# Proving that $\Bbb R^n-T$ is connected

Let $$S$$ be an open connected set in $$\Bbb R^n$$, let $$T$$ be a component of $$\Bbb R^n-S$$. Prove that $$\Bbb R^n-T$$ is connected

Proof: Suppose, $$\Bbb R^n-T$$ is not connected. Then, we may write it as $$R^n-T=A\cup B$$, where $$A,B$$ are non empty disjoint open connected sets. Now,we have, $$\Bbb R^n=B\cup A\cup T$$

$$R^n$$ being connected we must have, $$\bar{A}\cap T$$ or $$\bar{B}\cap T$$ is non empty. Say, $$\bar{A}\cap T$$ is non empty.

So, $$A\cup T$$ is a connected set.

Then, $$A$$ can't be a subset of $$\Bbb R^n-S$$ as $$T$$ is a component of $$\Bbb R^n-S.$$ So, $$S\subset A$$.
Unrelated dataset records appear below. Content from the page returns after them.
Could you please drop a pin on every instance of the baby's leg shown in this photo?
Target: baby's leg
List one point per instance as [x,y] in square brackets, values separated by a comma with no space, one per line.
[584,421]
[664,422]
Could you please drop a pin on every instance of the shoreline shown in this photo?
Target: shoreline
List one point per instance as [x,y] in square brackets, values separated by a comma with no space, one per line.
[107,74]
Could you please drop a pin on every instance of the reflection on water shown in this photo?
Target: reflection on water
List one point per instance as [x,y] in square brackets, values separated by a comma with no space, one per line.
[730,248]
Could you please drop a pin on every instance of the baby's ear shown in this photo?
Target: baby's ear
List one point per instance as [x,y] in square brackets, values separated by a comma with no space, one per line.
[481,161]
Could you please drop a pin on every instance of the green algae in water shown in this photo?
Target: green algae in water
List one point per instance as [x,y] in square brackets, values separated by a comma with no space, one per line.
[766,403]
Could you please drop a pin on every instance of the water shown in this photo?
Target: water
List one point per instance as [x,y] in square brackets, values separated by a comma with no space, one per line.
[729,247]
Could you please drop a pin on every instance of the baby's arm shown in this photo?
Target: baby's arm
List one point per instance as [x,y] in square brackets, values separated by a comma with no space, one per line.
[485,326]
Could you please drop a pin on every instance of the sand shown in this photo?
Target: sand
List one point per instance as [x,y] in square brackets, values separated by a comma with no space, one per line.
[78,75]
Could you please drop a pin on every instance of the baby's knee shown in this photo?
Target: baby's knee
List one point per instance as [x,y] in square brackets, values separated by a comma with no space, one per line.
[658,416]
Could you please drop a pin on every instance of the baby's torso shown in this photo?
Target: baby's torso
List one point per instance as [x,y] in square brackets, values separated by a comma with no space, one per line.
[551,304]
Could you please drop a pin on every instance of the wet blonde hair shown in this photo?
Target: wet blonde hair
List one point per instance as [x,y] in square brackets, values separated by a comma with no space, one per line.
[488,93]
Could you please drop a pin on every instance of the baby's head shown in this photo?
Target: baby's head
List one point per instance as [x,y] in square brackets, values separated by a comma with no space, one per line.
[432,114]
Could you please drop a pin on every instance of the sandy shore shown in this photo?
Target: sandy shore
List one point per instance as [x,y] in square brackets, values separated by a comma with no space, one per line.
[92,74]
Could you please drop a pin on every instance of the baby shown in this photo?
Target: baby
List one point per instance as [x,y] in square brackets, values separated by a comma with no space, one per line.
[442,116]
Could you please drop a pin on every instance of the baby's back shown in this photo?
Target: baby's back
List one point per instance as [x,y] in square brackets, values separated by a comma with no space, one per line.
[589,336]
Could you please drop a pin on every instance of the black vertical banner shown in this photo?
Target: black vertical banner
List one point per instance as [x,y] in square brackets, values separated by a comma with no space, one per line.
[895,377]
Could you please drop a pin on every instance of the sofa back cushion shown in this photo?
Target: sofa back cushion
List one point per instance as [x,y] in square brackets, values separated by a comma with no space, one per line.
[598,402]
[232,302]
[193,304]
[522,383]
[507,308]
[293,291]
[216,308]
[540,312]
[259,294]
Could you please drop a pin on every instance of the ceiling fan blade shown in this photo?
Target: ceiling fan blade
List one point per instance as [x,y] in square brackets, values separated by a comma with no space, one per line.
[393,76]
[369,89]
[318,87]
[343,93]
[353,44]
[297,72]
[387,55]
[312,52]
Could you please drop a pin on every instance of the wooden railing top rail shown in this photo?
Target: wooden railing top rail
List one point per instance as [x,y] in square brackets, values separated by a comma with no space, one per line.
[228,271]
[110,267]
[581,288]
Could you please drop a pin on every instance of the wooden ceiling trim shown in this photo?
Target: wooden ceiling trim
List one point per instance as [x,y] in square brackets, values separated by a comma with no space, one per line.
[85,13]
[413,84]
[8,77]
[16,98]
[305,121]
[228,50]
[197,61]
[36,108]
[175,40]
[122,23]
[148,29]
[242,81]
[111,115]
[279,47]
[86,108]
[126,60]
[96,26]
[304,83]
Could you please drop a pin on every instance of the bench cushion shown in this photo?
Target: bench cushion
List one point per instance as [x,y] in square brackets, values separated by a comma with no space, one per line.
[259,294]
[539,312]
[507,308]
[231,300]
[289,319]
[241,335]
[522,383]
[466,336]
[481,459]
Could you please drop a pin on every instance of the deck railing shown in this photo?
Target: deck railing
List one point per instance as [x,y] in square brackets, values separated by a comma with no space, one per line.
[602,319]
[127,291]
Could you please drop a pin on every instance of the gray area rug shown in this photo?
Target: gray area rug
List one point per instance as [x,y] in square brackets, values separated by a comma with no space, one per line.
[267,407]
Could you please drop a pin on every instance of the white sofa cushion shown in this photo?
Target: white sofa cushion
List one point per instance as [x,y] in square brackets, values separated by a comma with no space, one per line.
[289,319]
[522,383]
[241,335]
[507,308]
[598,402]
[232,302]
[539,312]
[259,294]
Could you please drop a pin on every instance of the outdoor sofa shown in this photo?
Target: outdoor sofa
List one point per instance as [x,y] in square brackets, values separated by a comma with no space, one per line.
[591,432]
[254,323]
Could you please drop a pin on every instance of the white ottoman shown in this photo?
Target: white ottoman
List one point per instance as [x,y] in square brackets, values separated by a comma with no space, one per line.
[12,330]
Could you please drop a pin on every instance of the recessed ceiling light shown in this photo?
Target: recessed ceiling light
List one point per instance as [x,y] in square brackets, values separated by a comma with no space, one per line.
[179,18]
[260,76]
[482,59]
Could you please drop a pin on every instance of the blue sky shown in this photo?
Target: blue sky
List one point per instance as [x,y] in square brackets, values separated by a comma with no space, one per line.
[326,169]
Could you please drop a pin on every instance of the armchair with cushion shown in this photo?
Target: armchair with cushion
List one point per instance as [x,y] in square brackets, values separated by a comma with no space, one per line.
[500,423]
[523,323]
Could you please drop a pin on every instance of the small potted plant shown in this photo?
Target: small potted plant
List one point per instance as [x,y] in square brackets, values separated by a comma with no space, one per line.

Therefore, $$\bar{B}\cap T=\phi$$ which means $$A\cup T$$ and $$B$$ are separated but $$\Bbb R^n$$ is a connected set.

Is it correct?

If $$T\cap\text{cl}(S)=\emptyset$$ we could separate the disjoint closed connected sets $$\text{cl}(S),T$$ with disjoint open connected sets $$U_T,V_T\subset\Bbb R^n$$, i.e. $$\text{cl}(S)\subset U_T,\;T\subset V_T\subset\text{cl}(V_T)$$, but then $$\text{cl}(V_T)$$ would be closed and connected in $$\Bbb R^n-S$$ violating the maximality of the component $$T$$. Therefore, $$T\cup S$$ is always connected and consequently so is $$\bigcup_{T\neq T_0}(T\cup S)$$ where $$T$$ takes all $$\Bbb R^n-S$$ component values except some fixed $$T_0$$.